QSAR (Quantitative Structure-Activity Relationship) is a mathematical method that correlates the chemical structure of drug molecules with their biological activity using physicochemical descriptors. It is used in drug design to predict the activity of new compounds without synthesising every possible molecule. QSAR is a standard GPAT topic covered in Unit 1.
Q2. What is bioisosterism in drug design?
Bioisosterism is the replacement of an atom or group of atoms in a drug molecule with another atom or group (bioisostere) that has similar physicochemical properties — without significantly changing the drug’s biological activity. It is used to improve pharmacokinetic properties, reduce toxicity, or circumvent patent restrictions. Classic examples include replacing -OH with -NH2 or -F with -H. Covered in Unit 1.
Q3. What is the difference between Phase I and Phase II drug metabolism?

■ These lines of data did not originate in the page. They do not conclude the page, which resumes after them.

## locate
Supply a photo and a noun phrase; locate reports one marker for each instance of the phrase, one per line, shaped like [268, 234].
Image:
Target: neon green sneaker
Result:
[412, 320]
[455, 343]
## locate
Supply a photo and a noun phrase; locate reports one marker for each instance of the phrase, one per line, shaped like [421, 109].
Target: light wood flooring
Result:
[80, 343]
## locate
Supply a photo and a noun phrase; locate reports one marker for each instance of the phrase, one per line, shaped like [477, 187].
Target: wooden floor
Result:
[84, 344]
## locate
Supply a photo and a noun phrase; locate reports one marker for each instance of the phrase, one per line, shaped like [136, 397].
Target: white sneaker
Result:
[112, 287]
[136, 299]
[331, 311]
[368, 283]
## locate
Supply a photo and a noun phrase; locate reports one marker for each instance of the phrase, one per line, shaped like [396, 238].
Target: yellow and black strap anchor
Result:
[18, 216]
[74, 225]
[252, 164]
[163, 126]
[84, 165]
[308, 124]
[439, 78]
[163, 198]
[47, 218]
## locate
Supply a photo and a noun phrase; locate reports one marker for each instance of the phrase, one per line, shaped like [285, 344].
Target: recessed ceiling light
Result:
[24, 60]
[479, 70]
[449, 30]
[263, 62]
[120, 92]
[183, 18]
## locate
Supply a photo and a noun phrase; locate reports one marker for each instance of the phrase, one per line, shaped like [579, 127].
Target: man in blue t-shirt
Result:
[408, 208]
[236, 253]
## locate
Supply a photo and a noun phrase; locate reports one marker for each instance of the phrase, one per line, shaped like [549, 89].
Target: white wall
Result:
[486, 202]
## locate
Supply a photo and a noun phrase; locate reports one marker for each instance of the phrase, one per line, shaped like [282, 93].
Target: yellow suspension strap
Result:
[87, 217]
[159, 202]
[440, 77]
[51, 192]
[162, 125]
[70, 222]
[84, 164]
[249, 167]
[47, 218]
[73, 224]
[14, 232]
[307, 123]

Phase I metabolism involves oxidation, reduction, and hydrolysis reactions that typically introduce or expose a functional group — making the drug more polar. Phase II metabolism involves conjugation reactions (glucuronidation, sulfation, acetylation, methylation) that attach a polar molecule to the drug, making it water-soluble for excretion. Phase I reactions usually precede Phase II. Both are covered in Unit 1 with detailed enzyme-level mechanisms.
Q4. What is a prodrug and why is it used?
A prodrug is a pharmacologically inactive compound that is converted into an active drug inside the body through metabolic processes. Prodrugs are designed to overcome problems like poor oral bioavailability, instability, unpleasant taste, or toxic effects of the active drug. Examples include enalapril (converted to enalaprilat), levodopa (converted to dopamine), and codeine (converted to morphine). Covered in Unit 1 under drug design principles.